Rethinking what causes pain and how great of a threat it is can provide chronic pain patients with lasting relief and alter brain networks associated with pain processing, according to new research.The premise is that by thinking about the pain as safe rather than threatening, patients can alter the brain networks reinforcing the pain and neutralise it
The study, published in JAMA Psychiatry, found that two-thirds of chronic back pain patients who underwent a four-week psychological treatment called Pain Reprocessing Therapy (PRT) were pain-free or nearly pain-free post-treatment, and most maintained relief for one year.
The findings provide some of the strongest evidence yet that a psychological treatment can provide potent and durable relief for chronic pain.
“For a long time we have thought that chronic pain is due primarily to problems in the body, and most treatments to-date have targeted that,” said lead author Yoni Ashar, who conducted the study while earning his PhD in the Department of Psychology and Neuroscience at CU Boulder. “This treatment is based on the premise that the brain can generate pain in the absence of injury or after an injury has healed, and that people can unlearn that pain.”
Misfiring Neural Pathways
Approximately 85% of people with chronic back pain have what is known as “primary pain,” meaning tests are unable to identify a clear bodily source, such as tissue damage.
Misfiring neural pathways are at least partially to blame: Different brain regions, including those associated with reward and fear, activate more during episodes of chronic pain than acute pain studies show. And among chronic pain patients, certain neural networks are sensitised to overreact to even mild stimuli.
If pain is a warning signal that something is wrong with the body, primary chronic pain, Ashar said, is “like a false alarm stuck in the ‘on’ position, and PRT seeks to turn off the alarm.”
“The idea is that by thinking about the pain as safe rather than threatening, patients can alter the brain networks reinforcing the pain, and neutralise it,” said Ashar, now a postdoctoral researcher at Weill Cornell Medicine.

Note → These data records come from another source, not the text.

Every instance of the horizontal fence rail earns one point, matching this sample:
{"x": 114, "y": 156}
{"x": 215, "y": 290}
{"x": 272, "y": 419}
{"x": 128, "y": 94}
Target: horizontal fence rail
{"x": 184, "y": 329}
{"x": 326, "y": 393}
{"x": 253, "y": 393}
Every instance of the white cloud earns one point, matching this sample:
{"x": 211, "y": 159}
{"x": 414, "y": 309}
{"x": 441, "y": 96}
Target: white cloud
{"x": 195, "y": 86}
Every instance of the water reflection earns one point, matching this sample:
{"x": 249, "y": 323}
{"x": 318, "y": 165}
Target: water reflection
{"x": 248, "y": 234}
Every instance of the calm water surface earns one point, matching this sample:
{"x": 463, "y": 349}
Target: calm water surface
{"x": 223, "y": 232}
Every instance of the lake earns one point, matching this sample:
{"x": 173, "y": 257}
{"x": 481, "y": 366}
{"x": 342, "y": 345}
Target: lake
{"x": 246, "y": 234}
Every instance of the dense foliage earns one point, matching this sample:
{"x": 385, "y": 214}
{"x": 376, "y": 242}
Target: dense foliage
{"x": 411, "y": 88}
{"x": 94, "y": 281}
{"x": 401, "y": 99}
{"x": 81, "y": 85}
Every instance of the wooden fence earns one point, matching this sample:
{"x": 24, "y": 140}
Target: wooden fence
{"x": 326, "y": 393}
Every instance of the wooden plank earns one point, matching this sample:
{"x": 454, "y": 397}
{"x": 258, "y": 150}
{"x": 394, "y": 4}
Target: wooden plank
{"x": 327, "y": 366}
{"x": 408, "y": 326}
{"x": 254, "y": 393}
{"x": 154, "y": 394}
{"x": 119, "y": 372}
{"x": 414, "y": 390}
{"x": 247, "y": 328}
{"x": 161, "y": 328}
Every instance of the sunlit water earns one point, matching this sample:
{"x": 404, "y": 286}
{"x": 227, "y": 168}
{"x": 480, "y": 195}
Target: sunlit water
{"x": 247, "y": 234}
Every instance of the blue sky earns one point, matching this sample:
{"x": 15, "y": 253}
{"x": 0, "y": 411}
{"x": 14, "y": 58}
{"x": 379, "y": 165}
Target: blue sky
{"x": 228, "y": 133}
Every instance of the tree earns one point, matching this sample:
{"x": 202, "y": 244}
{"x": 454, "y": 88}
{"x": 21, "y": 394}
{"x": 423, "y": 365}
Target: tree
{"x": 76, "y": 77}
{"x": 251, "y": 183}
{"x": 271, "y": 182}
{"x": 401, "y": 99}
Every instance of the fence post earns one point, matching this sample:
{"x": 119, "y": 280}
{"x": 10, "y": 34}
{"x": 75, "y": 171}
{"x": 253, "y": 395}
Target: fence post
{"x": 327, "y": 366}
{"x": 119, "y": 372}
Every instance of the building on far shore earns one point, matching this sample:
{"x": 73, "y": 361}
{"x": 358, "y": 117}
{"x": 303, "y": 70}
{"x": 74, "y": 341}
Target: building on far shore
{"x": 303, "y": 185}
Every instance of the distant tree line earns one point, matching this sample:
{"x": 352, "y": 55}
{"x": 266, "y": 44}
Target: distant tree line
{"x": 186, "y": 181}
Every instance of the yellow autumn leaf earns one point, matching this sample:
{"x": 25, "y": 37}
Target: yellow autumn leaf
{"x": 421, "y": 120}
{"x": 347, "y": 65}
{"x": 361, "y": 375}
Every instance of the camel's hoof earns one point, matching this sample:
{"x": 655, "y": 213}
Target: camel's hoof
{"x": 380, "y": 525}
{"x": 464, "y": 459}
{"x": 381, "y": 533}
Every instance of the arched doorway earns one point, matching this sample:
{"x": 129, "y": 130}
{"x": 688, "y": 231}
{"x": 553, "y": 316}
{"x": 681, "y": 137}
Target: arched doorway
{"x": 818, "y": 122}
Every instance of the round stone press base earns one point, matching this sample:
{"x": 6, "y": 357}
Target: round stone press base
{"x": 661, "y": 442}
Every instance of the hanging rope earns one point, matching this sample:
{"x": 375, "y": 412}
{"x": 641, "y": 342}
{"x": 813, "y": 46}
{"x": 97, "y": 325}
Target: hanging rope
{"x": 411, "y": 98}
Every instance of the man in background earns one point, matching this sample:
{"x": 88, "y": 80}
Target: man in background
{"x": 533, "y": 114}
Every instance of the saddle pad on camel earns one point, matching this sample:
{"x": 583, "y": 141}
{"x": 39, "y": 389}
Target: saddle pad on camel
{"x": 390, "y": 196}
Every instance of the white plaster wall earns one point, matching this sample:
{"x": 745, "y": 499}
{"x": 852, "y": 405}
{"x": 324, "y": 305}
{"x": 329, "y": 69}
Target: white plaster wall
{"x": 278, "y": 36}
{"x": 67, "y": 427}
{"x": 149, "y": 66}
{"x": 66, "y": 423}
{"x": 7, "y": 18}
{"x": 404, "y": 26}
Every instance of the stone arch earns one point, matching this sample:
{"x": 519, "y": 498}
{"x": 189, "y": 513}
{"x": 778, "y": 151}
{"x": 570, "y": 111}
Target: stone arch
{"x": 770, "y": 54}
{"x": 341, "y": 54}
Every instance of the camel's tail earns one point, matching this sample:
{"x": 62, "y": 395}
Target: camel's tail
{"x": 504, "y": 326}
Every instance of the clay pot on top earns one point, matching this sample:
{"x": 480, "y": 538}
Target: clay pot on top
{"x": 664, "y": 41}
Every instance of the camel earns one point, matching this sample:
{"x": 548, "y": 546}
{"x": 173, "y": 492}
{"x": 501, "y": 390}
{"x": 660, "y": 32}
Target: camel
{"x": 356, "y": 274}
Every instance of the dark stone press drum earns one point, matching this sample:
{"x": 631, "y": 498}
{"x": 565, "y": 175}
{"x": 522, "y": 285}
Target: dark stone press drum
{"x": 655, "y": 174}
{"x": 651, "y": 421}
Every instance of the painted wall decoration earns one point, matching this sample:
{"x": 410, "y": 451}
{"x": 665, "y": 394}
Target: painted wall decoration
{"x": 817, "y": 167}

For the randomised controlled trial, Ashar and senior author Tor Wager, now the Diana L. Taylor Distinguished Professor in Neuroscience at Dartmouth College, recruited 151 men and women who had back pain for at least six months at an intensity of at least four on a scale of zero to 10.
Those in the treatment group completed an assessment followed by eight one-hour sessions of PRT, a technique developed by Los Angeles-based pain psychologist Alan Gordon. The goal: To educate the patient about the role of the brain in generating chronic pain; to help them reappraise their pain as they engage in movements they’d been afraid to do; and to help them address emotions that may exacerbate their pain.
Pain Is Not ‘All In Your Head’
“This isn’t suggesting that your pain is not real or that it’s ‘all in your head’,” stressed Wager, noting that changes to neural pathways in the brain can linger long after an injury is gone, reinforced by such associations. “What it means is that if the causes are in the brain, the solutions may be there too.”
Before and after treatment, participants underwent functional magnetic resonance imaging (fMRI) scans to measure how their brains reacted to a mild pain stimulus.
After treatment, 66% of patients in the treatment group were pain-free or nearly pain-free compared to 20% of the placebo group and 10% of the no-treatment group.
“The magnitude and durability of pain reductions we saw are very rarely observed in chronic pain treatment trials,” Ashar said, noting that opioids have yielded only moderate and short-term relief in many trials.
And when people in the PRT group were exposed to pain in the scanner post-treatment, brain regions associated with pain processing – including the anterior insula and anterior midcingulate,had quieted significantly.
The authors stress that the treatment is not intended for “secondary pain” – that rooted in acute injury or disease.
The study focused specifically on PRT for chronic back pain, so future, larger studies are needed to determine if it would yield similar results for other types of chronic pain.
Meanwhile, other similar brain-centred techniques are already emerging among physical therapists and other clinicians who treat pain.
“This study suggests a fundamentally new way to think about both the causes of chronic back pain for many people and the tools that are available to treat that pain,” said co-author SonaDimidjian, professor of psychology and neuroscience and director of the Renee Crown Wellness Institute at CU Boulder. “It provides a potentially powerful option for people who want to live free or nearly free of pain.”